Theme Leaders:

Prof. Gavin Walker
University of Limerick

Dr Steven Ferguson
University College Dublin

Overall Objective:

Enabling a disruptive change in the manufacture of drug substances and drug products, through the development and implementation of continuous manufacturing, flow chemistry and end-to-end manufacturing methodologies (“Pharmaceuticals 4.0”).

Key Scientific Expertise:

Process Engineering, Bioprocess Engineering, Process Analytics, Continuous Processing, Polymer chemistry, Biochemistry, Customised technology; additive manufacturing.

Industrial Significance:

The manufacturing theme will be aligned to industry needs and follow a predictive design-led approach in the development of next generation pharmaceutical products and processes. It is widely recognised that within the next decade there will be a disruptive change in how we manufacture drug substance (DS) and drug product (DP) at End-to-End levels. This will align to an Industry 4.0 approach in manufacturing and ultimately to a “Pharmaceuticals 4.0” approach by 2025. To establish itself at the forefront of such developments, SSPC will expand its existing expertise in the development and implementation of Continuous Manufacturing (CM) techniques, Flow Chemistry and End-to-End manufacturing methodologies from DS to DP. Manufacturing (DS, DP and coupled DS-DP) in the future is likely to be ‘skid mounted’, agile and mobile. This requires manufacturing research to be truly multi-disciplinary, leading to innovation at the interfaces between chemistry, process engineering, data analytics and mathematical modelling. CM in particular offers low facility cost, flexible batch (supply chain flexibility), platform tech, better QA (not better quality), yield improvements, and decreased Technology Transfer effort. In terms of implementation of CM, regulatory input from MHRA and EMA indicate that there is no difference in inspecting CM vs Batch, although there is a need to demonstrate control. Batch inspection is already defined in ICH Q7, with PAT and RTR well established (QbD). Recent developments in regulatory aspects include, process flexibility, which is supported by ICH Q8/9/10 allowing different control strategies and to ICH Q12 harmonization. Also, SSPC-PharM5 will assist in enabling new strategies and promote innovation and continual improvement, strengthen QA and reliable supply of product, including proactive planning of supply chain adjustments. This will allow regulators (assessors and inspectors) to better understand firms’ Pharmaceutical Quality Systems for management of post-approval CMC changes.
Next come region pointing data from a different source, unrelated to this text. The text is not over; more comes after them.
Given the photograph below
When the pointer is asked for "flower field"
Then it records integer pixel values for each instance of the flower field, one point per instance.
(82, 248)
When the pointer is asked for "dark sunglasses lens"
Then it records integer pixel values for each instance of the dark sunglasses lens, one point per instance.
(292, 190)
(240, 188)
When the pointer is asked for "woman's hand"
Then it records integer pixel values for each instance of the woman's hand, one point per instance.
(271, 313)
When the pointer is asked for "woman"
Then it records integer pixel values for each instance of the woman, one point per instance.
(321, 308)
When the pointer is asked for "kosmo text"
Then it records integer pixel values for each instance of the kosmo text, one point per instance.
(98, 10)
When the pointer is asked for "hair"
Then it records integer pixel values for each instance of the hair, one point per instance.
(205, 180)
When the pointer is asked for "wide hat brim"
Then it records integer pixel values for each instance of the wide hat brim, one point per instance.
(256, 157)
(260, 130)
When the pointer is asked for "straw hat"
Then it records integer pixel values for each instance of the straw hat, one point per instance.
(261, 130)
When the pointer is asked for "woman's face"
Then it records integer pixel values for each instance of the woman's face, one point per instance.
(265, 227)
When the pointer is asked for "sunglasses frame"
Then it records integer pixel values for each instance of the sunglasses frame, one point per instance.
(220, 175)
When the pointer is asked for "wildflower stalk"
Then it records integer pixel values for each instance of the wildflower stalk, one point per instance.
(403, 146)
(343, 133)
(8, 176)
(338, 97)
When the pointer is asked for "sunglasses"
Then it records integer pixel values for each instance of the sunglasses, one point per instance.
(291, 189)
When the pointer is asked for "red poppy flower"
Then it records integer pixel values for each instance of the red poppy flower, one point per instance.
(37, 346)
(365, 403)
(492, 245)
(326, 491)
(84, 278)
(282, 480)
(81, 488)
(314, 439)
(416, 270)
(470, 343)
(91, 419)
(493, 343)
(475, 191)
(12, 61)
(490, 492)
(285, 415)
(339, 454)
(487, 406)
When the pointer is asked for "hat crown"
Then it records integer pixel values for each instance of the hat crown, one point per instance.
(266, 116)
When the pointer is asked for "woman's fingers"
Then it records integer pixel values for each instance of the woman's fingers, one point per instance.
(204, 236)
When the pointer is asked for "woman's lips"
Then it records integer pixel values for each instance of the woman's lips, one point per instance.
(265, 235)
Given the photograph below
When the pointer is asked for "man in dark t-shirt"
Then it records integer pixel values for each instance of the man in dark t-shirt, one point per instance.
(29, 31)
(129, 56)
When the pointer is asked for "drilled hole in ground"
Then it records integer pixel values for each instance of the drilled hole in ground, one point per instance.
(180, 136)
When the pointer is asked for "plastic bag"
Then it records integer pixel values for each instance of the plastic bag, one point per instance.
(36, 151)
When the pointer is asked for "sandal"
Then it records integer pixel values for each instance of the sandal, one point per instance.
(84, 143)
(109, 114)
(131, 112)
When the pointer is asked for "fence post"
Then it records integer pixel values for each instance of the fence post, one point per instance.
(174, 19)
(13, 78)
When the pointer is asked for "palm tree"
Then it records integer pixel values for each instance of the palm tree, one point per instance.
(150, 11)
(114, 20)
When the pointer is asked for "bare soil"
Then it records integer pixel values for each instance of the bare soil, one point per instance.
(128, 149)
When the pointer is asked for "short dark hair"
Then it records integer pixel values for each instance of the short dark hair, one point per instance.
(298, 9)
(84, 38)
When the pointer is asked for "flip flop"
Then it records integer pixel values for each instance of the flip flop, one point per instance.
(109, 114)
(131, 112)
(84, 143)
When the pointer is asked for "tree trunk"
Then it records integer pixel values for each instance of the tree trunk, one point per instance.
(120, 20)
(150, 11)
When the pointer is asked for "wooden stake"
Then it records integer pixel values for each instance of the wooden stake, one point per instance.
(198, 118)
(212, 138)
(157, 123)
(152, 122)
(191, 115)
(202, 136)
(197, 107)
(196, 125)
Industry 4.0 will require manufacturing systems that have full feedback control and self-correcting processes. This requires Theme 4 to advance Process Modelling and PAT for model predictive control of pharmaceutical manufacturing. It is also predicted that as industry moves to increased localisation, with the requirement to perform manufacturing in countries to achieve regulatory approval, this will drive different manufacturing modes for efficiencies in small volume manufacture in developing countries. This requires Theme 4 to also focus on intensified manufacturing, modularisation and process control systems.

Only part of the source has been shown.